GG: Şimdi dinleyicilerimiz acikradyo.com.tr sitesine giderlerse ki gitmişken orada sağ üst köşede “Program destekçisi olun” diye bir buton var, oraya tıklayarak Açık Radyo destekçisi de olabilirler, lütfen olsunlar; fakat sol üst köşede “Hakkımızda” diye bir link var, oraya bastığınız zaman “Açık Radyo nedir?” diye bir sayfa çıkıyor karşınıza ve o sayfadaki ilk cümle şöyle: “13 Kasım 1995’te yayına geçen Açık Radyo, İstanbul ve çevresine yayın yapan ‘bölgesel’ bir radyo istasyonudur” diyor, bölgesel tırnak içine alınmış. Bence tırnak içine alınmasından dolayı aslında durumu kurtarıyor, çünkü yalnızca İstanbul ve çevresine yayın yapan bölgesel bir radyo istasyonu değil Açık Radyo; kâinatın her köşesinden dinlenen, sizin de bildiğiniz gibi Ömer bey, Avustralya'dan Avrupa'ya, Amerika Birleşik Devletleri'nden Afrika'ya kadar çeşitli dinleyicilerimiz bize zaman zaman yazıyorlar, söylüyorlar, oralardan Açık Radyo’yu dinliyorlar. Ben de şunu söyleyeyim, şimdi siz diyelim 1985  senesinde, işte darbe olmuş, YÖK gelmiş, siz istifa etmişsiniz, akademik kariyerden vazgeçmişsiniz, yayıncılıkla uğraşıyorsunuz… Ama mesela o noktada birisi size sorsa, yani bütün bu geçmiş radyo hevesleriniz ve maceranız olmasına rağmen işte “on sene sonra bir radyo kuracaksın ve yirmi yedi sene sonra hâlâ bu radyonun başında olacaksın” deseler inanır mıydınız? Böyle bir şey var mıydı aklınızda? 

“Paylaştıkça çoğalıyoruz”

ÖM: Katiyen! Asla inanmazdım. Radyo kuracaksın desen, “ne radyosu, ne kurması, ne diyorsun?” derdim. Cem'e de, oğluma da zaten öyle şeyler söyledim ama oldu. Yani çok… Vallahi bu on dokuzuncusunu yaptığımız destek günlerinin ilk gününde söylediğimiz Hrant Dink'in söyledikleri “Etik, estetik bütünlüğü sağlayan bir sığınak yarattınız” sözü beni çok etkiliyor. Hep, dönüp dönüp baktığımız sürece bir sığınak olması filan... Ama yani hakikaten bir dinleyicimizin de rahatlıkla, harika bir şekilde anlattığı gibi “Paylaştıkça çoğalıyoruz” diyebiliriz. Gerçekten de bütün zorluklara, olabilecek bütün her türlü keşmekeşe rağmen varlığımızı sürdürüp gelişmeyi de başarıyoruz. Ama destekçiler ve programcıların da rolü hiç yabana atılamaz. Yani programcılarınki… Hele bu sene net olarak görüldüğü üzere bütün programcılar kendi programlarında da kendi dilleriyle ifade ettiler ve bana da hayranlıkla izlemek düştü.

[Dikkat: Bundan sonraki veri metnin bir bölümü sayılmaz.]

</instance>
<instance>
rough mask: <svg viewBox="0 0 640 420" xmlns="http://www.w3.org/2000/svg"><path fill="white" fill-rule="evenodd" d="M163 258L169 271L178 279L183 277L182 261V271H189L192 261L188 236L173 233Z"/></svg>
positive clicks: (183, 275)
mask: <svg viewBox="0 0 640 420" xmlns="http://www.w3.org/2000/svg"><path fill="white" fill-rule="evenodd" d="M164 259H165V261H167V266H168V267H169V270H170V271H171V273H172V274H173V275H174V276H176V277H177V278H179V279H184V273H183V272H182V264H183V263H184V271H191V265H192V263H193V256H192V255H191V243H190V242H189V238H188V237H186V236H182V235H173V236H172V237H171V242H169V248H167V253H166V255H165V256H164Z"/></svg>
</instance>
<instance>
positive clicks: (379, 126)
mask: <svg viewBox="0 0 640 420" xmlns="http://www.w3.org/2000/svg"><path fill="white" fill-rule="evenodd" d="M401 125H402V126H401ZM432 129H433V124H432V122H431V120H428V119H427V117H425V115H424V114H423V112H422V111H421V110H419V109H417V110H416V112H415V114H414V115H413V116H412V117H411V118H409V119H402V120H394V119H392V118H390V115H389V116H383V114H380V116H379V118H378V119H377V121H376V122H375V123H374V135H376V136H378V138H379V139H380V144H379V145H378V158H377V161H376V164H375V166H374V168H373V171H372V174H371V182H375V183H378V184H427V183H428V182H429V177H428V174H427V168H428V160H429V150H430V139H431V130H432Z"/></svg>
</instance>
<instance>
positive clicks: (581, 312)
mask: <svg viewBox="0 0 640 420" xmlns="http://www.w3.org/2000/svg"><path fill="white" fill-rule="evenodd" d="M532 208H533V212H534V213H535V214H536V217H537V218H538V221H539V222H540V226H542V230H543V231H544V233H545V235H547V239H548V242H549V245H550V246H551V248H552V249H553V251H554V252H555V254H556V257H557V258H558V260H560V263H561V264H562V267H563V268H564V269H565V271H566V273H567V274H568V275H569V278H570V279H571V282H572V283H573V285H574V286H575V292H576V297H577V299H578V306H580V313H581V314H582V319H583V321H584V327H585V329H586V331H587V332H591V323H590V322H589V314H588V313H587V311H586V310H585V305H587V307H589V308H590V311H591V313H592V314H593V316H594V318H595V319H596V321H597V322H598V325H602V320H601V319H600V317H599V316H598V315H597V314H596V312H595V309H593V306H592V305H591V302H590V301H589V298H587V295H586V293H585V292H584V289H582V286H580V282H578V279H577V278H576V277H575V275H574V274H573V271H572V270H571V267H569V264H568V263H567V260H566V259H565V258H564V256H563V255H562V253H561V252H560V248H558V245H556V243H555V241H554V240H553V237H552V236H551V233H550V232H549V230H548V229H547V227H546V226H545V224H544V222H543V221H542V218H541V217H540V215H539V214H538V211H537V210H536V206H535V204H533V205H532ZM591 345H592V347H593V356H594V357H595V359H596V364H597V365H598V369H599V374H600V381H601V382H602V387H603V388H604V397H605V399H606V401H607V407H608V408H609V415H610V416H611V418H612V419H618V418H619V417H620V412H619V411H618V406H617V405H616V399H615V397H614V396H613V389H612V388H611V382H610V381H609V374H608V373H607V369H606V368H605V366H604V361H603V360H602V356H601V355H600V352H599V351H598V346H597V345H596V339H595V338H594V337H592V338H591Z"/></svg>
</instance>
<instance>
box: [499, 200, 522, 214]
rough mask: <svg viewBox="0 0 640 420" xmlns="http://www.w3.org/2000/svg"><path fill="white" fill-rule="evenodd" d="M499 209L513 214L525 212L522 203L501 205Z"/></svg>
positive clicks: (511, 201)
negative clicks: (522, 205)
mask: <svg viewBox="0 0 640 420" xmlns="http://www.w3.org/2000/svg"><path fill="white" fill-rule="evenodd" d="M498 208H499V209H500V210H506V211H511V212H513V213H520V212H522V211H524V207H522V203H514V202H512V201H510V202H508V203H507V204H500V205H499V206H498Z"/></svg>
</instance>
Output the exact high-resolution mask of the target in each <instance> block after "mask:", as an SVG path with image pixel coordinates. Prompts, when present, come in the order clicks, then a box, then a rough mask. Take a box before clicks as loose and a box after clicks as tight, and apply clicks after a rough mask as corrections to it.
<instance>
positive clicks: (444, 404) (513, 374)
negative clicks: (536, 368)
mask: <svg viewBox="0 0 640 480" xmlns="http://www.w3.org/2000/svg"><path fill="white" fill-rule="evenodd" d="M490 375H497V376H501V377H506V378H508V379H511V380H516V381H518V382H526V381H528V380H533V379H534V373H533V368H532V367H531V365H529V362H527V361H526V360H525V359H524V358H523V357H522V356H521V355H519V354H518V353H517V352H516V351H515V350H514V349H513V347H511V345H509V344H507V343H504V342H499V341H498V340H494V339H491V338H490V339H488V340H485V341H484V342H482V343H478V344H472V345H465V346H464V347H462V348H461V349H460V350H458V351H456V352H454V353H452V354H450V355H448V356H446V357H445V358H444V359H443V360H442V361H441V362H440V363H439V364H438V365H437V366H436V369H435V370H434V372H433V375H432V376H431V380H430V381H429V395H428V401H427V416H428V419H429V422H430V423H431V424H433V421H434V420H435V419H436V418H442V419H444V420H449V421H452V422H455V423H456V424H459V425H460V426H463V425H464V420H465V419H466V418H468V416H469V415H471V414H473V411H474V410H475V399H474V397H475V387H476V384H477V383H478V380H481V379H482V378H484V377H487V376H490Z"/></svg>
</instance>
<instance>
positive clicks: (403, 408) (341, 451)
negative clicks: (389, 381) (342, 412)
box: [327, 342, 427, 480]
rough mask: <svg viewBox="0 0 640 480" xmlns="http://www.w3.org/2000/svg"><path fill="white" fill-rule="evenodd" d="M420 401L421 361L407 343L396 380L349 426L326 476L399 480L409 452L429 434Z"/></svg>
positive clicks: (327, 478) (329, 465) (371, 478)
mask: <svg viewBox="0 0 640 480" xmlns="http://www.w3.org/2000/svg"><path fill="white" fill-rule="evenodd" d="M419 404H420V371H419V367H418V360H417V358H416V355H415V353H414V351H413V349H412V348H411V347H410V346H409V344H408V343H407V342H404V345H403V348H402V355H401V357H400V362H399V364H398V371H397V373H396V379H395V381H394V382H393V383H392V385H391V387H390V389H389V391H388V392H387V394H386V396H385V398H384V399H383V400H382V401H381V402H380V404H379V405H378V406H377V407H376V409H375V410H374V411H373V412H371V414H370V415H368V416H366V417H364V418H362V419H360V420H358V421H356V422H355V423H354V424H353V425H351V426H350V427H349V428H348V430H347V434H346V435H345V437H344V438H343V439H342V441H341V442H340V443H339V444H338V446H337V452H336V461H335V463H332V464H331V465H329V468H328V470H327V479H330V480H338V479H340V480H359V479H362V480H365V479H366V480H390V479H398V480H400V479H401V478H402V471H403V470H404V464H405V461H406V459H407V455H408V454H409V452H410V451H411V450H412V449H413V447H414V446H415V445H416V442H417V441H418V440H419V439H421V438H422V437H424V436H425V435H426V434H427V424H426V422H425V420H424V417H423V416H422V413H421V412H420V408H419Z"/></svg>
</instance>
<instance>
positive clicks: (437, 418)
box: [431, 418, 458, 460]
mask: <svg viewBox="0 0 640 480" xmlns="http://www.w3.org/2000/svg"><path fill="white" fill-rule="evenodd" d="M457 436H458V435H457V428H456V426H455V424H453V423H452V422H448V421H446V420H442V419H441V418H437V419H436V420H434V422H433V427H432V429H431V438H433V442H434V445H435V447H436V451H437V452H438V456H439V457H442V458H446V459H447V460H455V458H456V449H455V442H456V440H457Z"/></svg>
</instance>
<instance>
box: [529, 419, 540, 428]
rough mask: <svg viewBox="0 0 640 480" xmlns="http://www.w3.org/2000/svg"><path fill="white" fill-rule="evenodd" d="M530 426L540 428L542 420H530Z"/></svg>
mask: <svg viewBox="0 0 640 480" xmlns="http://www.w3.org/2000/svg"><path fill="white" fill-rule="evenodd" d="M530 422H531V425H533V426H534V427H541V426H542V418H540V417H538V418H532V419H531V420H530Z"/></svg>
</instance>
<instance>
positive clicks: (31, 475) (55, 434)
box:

GG: Evet, Vakayiname’nin sonuna geldik sayılır. Programı kapatmadan önce Özlem hanım sizin söyleyeceğiniz birkaç cümle varsa daha sonra da Ömer beye sözü bırakıp yeniden destek istemeyi de unutmayayım. Dinleyici Destek Şenliği içindeyiz, artık sonuna yaklaşıyoruz. Sıfır iki yüz on iki üç yüz kırk üç kırk bir kırk bir numaralı telefondan ya da acikradyo.com.tr sitesinden destek olabilirsiniz. Lütfen destek olun diyorum, Özlem hanım, sözü size bırakıyorum.

ÖT: Teşekkür ederim. Açık Radyo iyi ki var. İyi ki Ömer Madra ve arkadaşları bu ilk hayali kurabilmişler ve bugünlere kadar radyomuz gelebilmiş. Açık Radyo bizim için bir ekosistem, nefes alabildiğimiz, büyüyüp yeşerdiğimiz çok önemli bir müştereğimiz ve bize çok değerli katkılar ve yaşama tutunma fırsatı veriyor. Böyle zor günlerde radyo o yüzden bence çok daha büyük bir destek karşılığı buluyor. Bunun da çok kritik olduğunu düşünüyorum. İyi ki var Açık Radyo. 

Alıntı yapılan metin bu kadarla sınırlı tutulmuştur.